Whiteclay, meanwhile, is a town of 22 white people which net $4.2 million a year from three shops and five bars or liquor stores to which hundreds of Oglalas make their way to drink themselves stupid and then stagger home – if they are lucky. But this is also the town in which Wilson Black Elk and Ron Hard Heart last month became the latest and most villainously killed victims in a string of murders by what those encamped at the cluster of tepees beside the ditch in which they were dumped insist are the work of “the Ku Klux Klan, the
cops or both”.

Meanwhile, five American Indian bodies have been recovered from the river at ┬áRapid Creek to the north. The coroner says they had alcohol in their blood – there are rumours on the reservation of stabbing and beating. Whiteclay cuts also to the heart of the issue of land, and the treaty of 1868.

It is but one touchstone in a sudden flurry of activity over the treaty. Over the other side of the reservation, on an island in the Missouri called La Framboise, another array of tepees, banners and campfires has been established in protest against a law passed in Congress recently assigning federal land not to the tribes to whom it was guaranteed under the treaty but to the state of South Dakota.

But this weekend, the flashpoint is Whiteclay.

The demonstrators on last Thursday’s march out of the reservation stopped four times to pray before arriving in town to face the watchful barrels of the state troopers’ guns and the confident smiles of the bar and liquor store owners.

“This is our land,” thundered Tom Poor Bear, organizer of the march and brother of one of the murdered men. “Instead, it’s a place where our people are not safe to walk the streets. My patience is running out. If this place is not shut down on Sunday, Camp Justice moves to town” – that means across the state line, into Nebraska and “enemy territory”.

“Leaving?”, says Jeff, a barman in the Arrowhead Inn, “of course I ain’t leaving. This is our town, this is Nebraska, not a reservation. I ain’t heard of no treaty.”

At Camp Justice, preparing for the march, the mosquitoes bite and the grasshoppers thwack into the hurricane lamps. The tepee poles reach into a star-spangled sky, their banners flying and the campfires crack. The campers are from a new generation of militants, impatient with degradation and seeking to return to what they regard as their stolen culture.

Lauren Black Elk gestures towards the ditch where his brother’s mutilated body was found. “We were close as brothers could be,” he says.

Bull Hard Heart was brother to the other dead man. “He was the baby in the family,” he says. “I can’t believe he went just like that.”

Both families have been told the autopsy results cannot be made public for evidential purposes. There are gruesome details, they are told, “known only to the killers”.

The tribal authorities are ambivalent over the war being waged by Camp Justice, and the looming crisis over Whiteclay. The chief and elders are wary of the return of AIM to the reservation.
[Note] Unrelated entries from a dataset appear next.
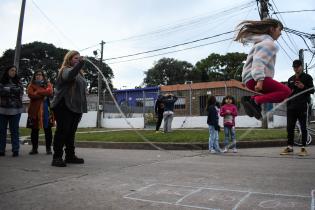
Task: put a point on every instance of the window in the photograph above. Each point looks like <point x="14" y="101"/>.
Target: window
<point x="180" y="103"/>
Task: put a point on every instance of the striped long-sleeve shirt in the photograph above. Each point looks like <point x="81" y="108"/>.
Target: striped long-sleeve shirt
<point x="260" y="62"/>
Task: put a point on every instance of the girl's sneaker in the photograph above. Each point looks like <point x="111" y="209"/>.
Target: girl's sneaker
<point x="212" y="151"/>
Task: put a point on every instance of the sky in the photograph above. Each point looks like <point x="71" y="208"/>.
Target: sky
<point x="130" y="27"/>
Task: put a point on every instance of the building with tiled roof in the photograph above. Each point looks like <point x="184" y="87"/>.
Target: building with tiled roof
<point x="192" y="97"/>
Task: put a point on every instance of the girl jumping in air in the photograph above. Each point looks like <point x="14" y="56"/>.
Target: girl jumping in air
<point x="259" y="69"/>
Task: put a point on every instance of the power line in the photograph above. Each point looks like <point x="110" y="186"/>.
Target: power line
<point x="285" y="51"/>
<point x="174" y="51"/>
<point x="164" y="48"/>
<point x="52" y="23"/>
<point x="294" y="11"/>
<point x="292" y="41"/>
<point x="186" y="23"/>
<point x="92" y="46"/>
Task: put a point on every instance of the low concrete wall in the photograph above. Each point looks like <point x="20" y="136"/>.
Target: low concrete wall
<point x="89" y="120"/>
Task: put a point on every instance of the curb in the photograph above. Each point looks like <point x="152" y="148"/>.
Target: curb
<point x="171" y="146"/>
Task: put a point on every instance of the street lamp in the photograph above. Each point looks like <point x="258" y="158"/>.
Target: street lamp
<point x="190" y="102"/>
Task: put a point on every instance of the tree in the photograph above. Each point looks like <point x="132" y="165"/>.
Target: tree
<point x="218" y="67"/>
<point x="39" y="55"/>
<point x="168" y="71"/>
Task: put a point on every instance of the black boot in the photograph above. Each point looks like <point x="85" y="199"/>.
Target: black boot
<point x="58" y="162"/>
<point x="74" y="159"/>
<point x="33" y="152"/>
<point x="15" y="154"/>
<point x="251" y="108"/>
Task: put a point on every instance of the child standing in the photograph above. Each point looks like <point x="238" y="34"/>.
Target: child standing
<point x="229" y="111"/>
<point x="213" y="123"/>
<point x="259" y="69"/>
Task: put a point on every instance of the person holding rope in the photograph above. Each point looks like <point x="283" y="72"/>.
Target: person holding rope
<point x="159" y="110"/>
<point x="168" y="100"/>
<point x="39" y="112"/>
<point x="68" y="104"/>
<point x="297" y="106"/>
<point x="259" y="69"/>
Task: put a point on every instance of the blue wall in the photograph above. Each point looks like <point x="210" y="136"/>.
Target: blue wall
<point x="134" y="96"/>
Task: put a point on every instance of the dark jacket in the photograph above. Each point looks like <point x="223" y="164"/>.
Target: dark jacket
<point x="11" y="98"/>
<point x="213" y="117"/>
<point x="300" y="102"/>
<point x="159" y="107"/>
<point x="169" y="102"/>
<point x="71" y="86"/>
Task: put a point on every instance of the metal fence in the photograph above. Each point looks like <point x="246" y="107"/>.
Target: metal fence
<point x="189" y="103"/>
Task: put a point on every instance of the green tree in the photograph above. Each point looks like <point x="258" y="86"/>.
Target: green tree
<point x="39" y="55"/>
<point x="218" y="67"/>
<point x="168" y="71"/>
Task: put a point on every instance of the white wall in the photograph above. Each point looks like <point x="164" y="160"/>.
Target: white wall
<point x="123" y="122"/>
<point x="89" y="120"/>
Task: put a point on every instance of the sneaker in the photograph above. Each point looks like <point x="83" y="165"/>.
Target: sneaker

However, the camp was blessed by the cantankerous but clear-sighted elderly man who lives in a green house on a hill outside the town of Pine Ridge. He is the chairman of the tribes of the Sioux nation and his name is Oliver Red Cloud.

His great-grandfather was the chief who, side by side with Crazy Horse, fought Custer’s army in the Black Hills and then the deportations to Pine Ridge. “God has placed us on this land and we must remain, and survive,” he says with a deliberation that quakes with anger. “The people need to take action.”
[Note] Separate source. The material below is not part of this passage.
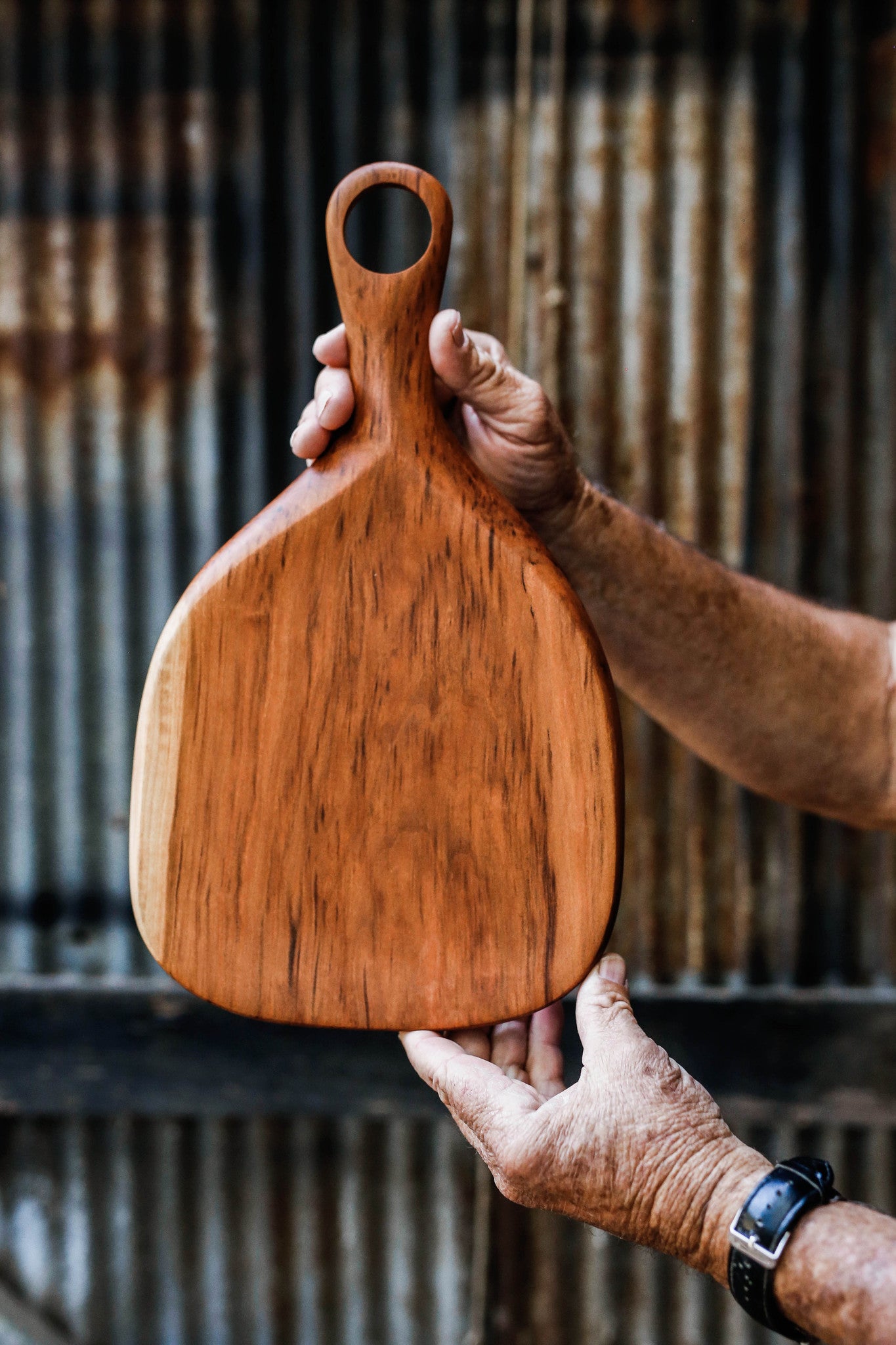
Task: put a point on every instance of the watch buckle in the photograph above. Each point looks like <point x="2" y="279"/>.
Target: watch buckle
<point x="753" y="1248"/>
A few miles west of Red Cloud’s home, a group of teenagers are lassoing and saddling a convoy of horses. John Little Thunder, 17, said of the protest: “They say that this is just anti-drink, anti-drugs, and it is, when we watch our grandparents, and our parents and even our friends staggering home, can’t even see in front of their faces.

“But it’s not just that. It’s for things too. It’s for a way of life. It’s for saying who we are and surviving.”